Chris suggests that the reason for conservative angst is that the world hasn't quite turned out quite like we expected it to in November 1989 when the communist wall came down. Mostly, of course, this is because, despite the dark days being over, this damnable ideology persists - not least because of the refusal of those who dream of man's perfection and true communism (like Chris) to accept that their faith - the secular religion of socialism - is wholly misplaced.

In the 1980s British Conservatives managed to connect traditional Tory values - family, community, personal responsibility - with the core of liberalism deserted by those who claimed to be liberals. It was less about Popper, Hayek and Friedman and more that the thing to be conserved was the neoliberal consensus about to deliver the most sustained period of economic betterment in human history.

This being said, Chris Dillow is right, conservatives have to reconnect with the middle class bedrock of their support and this can only happen when the process of leaving the EU is concluded. And the starting point is for us to rediscover sociology as a means of understanding our world and to set aside the dry, metric-dominated economics that dominates elite political discourse. It is possible to want strong, cohesive communities and to support an open, buccaneering, free-trading world.

Chris is right that there's no canon of economists on which to build a modern conservatism but this might not be such a deal (even for an economist like Dillow) - as I wrote a week or so ago:
As a starting point in understanding conservatism let me say that emotional meaning is more significant than philosophy, at least in its role as an ideological source. Place, people and values matter more to conservatives than the words in some book written in the 19th century. Where there are central texts to liberalism and socialism, there is no source book for conservatism - we can't get ideological reassurance from Marx or Smith or Mill.

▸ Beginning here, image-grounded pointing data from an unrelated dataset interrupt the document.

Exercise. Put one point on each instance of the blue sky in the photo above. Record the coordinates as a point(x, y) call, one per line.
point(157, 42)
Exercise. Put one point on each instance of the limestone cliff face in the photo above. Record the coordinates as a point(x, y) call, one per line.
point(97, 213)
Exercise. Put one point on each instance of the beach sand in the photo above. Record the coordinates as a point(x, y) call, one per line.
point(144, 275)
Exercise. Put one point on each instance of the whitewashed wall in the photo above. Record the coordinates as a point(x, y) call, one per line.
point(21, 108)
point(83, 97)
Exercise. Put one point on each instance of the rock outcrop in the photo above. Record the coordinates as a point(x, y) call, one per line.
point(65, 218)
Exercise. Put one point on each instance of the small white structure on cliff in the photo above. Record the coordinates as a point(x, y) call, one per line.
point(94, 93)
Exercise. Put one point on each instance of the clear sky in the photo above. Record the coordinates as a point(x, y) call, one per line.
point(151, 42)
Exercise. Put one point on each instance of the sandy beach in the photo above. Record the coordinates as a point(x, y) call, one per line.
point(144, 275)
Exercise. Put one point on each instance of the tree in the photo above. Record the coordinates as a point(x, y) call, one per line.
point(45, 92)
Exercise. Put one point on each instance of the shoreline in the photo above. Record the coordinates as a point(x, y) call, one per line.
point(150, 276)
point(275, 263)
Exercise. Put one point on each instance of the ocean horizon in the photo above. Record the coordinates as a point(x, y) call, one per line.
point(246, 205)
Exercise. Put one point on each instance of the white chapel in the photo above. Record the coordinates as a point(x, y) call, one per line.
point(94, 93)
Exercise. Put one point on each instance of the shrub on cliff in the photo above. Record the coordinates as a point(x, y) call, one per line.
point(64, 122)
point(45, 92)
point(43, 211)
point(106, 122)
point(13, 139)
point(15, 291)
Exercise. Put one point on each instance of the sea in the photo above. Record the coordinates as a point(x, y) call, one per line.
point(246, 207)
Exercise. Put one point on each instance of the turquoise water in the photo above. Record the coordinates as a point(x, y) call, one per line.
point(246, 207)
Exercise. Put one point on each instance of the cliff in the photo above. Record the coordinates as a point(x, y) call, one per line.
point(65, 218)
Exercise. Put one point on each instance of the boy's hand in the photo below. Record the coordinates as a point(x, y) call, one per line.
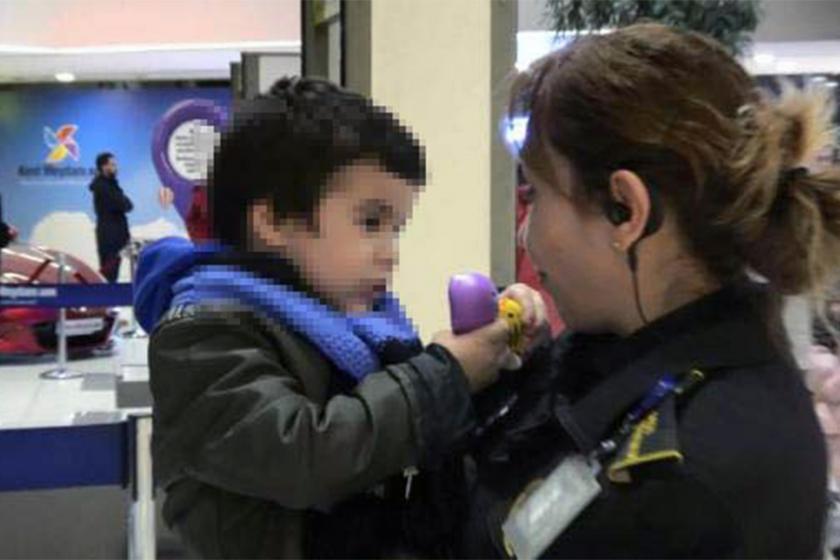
point(534, 313)
point(481, 353)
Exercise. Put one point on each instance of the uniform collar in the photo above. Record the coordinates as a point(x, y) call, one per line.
point(738, 326)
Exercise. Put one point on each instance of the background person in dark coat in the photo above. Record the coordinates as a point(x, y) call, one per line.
point(111, 206)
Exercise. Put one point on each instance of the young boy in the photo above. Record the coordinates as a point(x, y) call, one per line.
point(288, 384)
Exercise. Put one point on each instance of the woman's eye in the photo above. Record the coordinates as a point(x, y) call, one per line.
point(372, 223)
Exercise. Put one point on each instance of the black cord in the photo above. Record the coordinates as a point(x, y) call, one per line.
point(632, 262)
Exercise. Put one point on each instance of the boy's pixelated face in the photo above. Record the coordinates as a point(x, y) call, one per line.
point(348, 252)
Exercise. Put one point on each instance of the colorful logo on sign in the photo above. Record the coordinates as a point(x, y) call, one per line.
point(61, 143)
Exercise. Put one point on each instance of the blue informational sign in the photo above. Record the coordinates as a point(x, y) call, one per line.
point(51, 137)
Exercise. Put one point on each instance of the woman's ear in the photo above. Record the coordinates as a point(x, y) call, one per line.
point(631, 198)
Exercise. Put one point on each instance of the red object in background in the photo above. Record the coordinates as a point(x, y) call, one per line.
point(198, 217)
point(32, 330)
point(525, 271)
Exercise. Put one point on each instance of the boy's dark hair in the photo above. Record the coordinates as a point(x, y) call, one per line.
point(284, 147)
point(102, 159)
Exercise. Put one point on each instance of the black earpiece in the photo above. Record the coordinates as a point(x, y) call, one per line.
point(617, 213)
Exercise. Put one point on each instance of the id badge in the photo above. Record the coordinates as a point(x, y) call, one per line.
point(542, 515)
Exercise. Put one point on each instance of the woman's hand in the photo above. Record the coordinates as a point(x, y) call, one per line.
point(481, 353)
point(484, 352)
point(534, 314)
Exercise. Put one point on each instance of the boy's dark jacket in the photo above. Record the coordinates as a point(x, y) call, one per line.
point(265, 449)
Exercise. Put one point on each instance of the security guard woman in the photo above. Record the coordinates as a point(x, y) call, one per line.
point(673, 422)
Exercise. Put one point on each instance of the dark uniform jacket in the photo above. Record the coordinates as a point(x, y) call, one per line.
point(735, 469)
point(111, 205)
point(265, 449)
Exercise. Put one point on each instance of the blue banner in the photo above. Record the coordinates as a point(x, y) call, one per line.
point(66, 295)
point(51, 137)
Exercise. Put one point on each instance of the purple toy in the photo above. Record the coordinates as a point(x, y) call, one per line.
point(472, 302)
point(180, 147)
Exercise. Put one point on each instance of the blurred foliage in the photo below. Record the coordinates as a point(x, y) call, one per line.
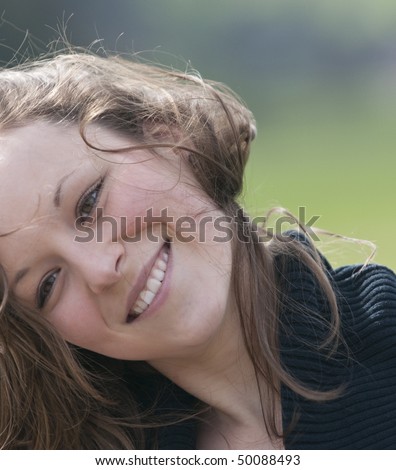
point(319, 76)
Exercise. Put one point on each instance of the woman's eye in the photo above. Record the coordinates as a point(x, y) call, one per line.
point(88, 202)
point(45, 288)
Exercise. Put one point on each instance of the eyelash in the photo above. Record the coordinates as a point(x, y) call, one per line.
point(96, 188)
point(41, 296)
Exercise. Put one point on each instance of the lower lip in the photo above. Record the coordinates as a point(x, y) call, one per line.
point(161, 295)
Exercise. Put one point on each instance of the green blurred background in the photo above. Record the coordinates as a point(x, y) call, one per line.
point(320, 77)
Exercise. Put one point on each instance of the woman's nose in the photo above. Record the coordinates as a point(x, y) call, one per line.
point(98, 264)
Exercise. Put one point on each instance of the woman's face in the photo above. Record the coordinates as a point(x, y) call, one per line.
point(115, 249)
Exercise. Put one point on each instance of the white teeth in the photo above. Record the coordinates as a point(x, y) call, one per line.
point(161, 264)
point(153, 284)
point(147, 296)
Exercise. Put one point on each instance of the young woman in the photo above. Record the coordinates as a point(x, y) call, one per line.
point(121, 242)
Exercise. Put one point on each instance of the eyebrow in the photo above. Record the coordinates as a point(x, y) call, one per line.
point(57, 201)
point(58, 191)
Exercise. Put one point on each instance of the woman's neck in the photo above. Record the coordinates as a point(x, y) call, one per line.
point(221, 374)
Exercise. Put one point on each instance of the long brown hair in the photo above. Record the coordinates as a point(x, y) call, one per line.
point(47, 397)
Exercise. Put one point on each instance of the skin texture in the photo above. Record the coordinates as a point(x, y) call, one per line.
point(191, 332)
point(91, 281)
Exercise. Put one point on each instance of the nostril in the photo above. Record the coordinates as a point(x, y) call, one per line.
point(118, 264)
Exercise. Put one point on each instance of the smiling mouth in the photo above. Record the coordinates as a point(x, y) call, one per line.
point(153, 284)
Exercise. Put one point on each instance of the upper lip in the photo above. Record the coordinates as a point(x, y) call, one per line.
point(141, 281)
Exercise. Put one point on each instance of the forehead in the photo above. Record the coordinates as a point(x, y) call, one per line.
point(32, 160)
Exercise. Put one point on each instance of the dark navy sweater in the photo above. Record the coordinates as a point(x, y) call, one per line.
point(363, 416)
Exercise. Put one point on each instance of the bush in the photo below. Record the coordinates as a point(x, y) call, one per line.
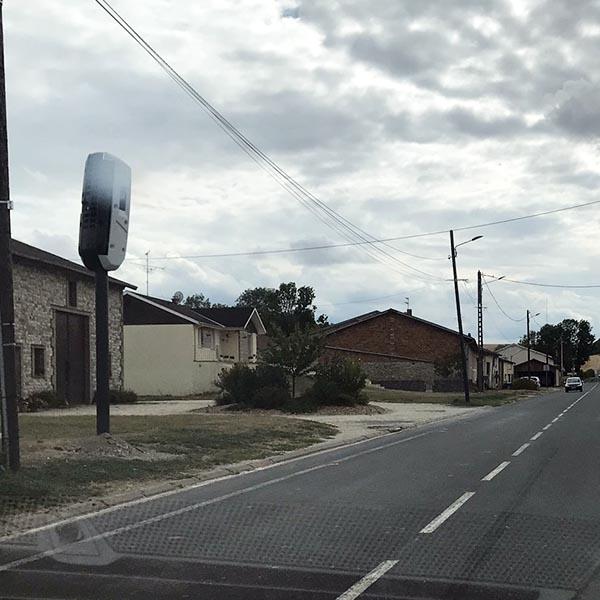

As conservatives, however, we can take advantage of not being tied to a canon to dip into a wider range of sources, to use fiction - Austen, Trollope, Tolkien and even Disraeli - as well as philosophy. Above all though, conservatives should pay more attention to sociology than economics. Most of our problems are because we haven't done this, we've allowed ourselves to be captured by the dry logic of what Deidre McCloskey calls "Max U" - maximising utility, utilitarianism, metrics, technocracy, Plato's Philosopher Kings.
It seems to me that this is a starting point for a conservative future, one that values personal liberty and supports community, encourages enterprise and respects service, and sees the building blocks of a good society in the actions of good people who love the place they live not in a vain search for perfection, for a 21st century Utopia.